A South Korean court on Tuesday ruled in favor of a same-sex couple seeking equal health benefits, overturning a lower court’s earlier decision in a ruling hailed by supporters and activists as the first recognition of the legal rights of such couples.

The plaintiff, So Seong-wook, had previously been registered as a “spousal dependent” for state health insurance coverage, under the government-affiliated National Health Insurance Service (NHIS), according to his lawyer Park Han-hee.

But the NHIS revoked So’s rights as a dependent and imposed premium payments after realizing he was in a same-sex relationship, Park told reporters after Tuesday’s hearing.

South Korea does not legally recognize same-sex marriage.

So and his partner sued the NHIS in 2021 citing discrimination, but lost in a lower court. They appealed the decision, with South Korea’s High Court ruling in their favor on Tuesday.

The NHIS now has two weeks to appeal against the High Court’s decision.

“After the first trial, despite the loss, I said that our love won, is winning and will win.
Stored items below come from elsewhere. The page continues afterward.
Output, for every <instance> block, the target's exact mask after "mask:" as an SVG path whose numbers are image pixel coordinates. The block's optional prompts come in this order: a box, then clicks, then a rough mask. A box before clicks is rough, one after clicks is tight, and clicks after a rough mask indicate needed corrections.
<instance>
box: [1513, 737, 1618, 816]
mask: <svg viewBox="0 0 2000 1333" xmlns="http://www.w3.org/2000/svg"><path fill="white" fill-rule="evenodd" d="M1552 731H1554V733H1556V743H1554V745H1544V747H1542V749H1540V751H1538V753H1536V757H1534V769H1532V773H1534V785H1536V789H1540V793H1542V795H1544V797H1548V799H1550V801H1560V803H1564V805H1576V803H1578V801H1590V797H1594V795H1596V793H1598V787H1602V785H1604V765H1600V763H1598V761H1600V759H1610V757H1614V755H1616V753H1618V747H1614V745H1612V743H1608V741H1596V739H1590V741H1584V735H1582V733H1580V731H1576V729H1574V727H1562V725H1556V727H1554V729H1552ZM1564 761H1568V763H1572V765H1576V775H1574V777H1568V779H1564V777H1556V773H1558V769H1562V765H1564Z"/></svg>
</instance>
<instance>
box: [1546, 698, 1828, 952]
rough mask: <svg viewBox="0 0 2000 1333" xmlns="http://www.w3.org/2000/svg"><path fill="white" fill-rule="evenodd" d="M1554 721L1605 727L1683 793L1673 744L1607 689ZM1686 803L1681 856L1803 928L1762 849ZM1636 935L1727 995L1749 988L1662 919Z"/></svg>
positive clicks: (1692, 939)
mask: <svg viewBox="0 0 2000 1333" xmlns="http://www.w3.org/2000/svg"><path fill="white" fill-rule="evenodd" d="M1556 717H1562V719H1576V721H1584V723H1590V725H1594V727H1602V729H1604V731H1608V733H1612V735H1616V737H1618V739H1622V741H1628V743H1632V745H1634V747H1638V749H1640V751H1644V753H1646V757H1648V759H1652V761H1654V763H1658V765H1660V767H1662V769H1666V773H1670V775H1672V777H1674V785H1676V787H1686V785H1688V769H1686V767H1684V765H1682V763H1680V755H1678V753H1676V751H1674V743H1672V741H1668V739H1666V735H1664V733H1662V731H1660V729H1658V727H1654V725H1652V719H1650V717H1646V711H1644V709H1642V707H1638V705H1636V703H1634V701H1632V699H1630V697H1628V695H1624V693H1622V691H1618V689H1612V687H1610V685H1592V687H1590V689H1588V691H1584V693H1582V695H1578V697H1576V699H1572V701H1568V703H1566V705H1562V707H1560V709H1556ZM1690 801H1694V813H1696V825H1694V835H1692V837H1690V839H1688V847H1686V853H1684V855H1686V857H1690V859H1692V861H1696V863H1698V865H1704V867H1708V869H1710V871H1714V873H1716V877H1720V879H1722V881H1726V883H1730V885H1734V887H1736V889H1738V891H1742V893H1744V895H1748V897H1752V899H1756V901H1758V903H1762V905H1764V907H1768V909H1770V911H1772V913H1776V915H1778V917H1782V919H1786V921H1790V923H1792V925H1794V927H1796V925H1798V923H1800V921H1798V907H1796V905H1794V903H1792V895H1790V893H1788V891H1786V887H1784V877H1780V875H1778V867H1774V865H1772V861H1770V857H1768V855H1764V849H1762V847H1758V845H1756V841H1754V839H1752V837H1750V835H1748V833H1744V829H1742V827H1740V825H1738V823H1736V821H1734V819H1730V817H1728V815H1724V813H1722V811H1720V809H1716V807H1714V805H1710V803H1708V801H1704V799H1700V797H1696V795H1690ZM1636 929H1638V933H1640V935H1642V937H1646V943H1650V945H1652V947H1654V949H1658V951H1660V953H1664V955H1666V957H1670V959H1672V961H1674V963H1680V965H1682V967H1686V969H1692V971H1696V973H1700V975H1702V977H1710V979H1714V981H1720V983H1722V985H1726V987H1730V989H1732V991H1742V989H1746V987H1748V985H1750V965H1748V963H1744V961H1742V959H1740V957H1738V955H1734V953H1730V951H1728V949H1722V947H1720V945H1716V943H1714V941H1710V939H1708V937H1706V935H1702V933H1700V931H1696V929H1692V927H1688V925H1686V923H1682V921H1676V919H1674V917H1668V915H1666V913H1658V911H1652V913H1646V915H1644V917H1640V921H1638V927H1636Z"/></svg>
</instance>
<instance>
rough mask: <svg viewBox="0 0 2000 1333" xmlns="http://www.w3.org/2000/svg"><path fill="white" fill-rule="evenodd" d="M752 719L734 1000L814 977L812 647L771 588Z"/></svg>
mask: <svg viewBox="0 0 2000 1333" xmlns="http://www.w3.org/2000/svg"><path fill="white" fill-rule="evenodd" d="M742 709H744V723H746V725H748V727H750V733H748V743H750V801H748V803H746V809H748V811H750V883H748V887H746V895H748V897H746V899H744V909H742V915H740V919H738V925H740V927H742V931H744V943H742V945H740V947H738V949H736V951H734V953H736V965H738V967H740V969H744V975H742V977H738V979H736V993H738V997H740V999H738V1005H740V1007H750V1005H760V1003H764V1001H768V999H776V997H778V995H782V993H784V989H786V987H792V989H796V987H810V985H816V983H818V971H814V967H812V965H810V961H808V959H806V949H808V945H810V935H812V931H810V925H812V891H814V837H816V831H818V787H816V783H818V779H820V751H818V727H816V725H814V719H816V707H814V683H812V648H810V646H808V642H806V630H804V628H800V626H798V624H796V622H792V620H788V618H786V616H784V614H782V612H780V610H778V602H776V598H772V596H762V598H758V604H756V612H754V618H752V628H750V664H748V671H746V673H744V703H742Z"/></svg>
And today demonstrates more clearly that our love has won and is winning,” So said Tuesday. “I’m really happy that through this ruling, the world will be more aware of the inequality that my husband and I, as well as other sexual minorities in South Korea, have gone through.”

LGBTQ organizations and supporters around the world also celebrated the decision.

Korean advocacy group Gagoonet, which includes the law firm representing So and his partner, congratulated the couple in a statement Tuesday, saying it welcomed “the first ruling where the judiciary recognized the equal rights of same-sex couples.”

Amnesty International also praised the ruling, with its East Asia Researcher Boram Jang saying it “moves South Korea closer to achieving marriage equality” and “offers hope that prejudice can be overcome.”

However, Jang added, the country has a long way to go. For instance, it has no anti-discrimination law despite years of campaigning and multiple draft legislation proposals.

South Korea has also drawn international criticism for its military penal code, which makes sexual activity between men punishable by up to two years in prison. In past years, dozens have been arrested in what critics have called a “gay witch-hunt.”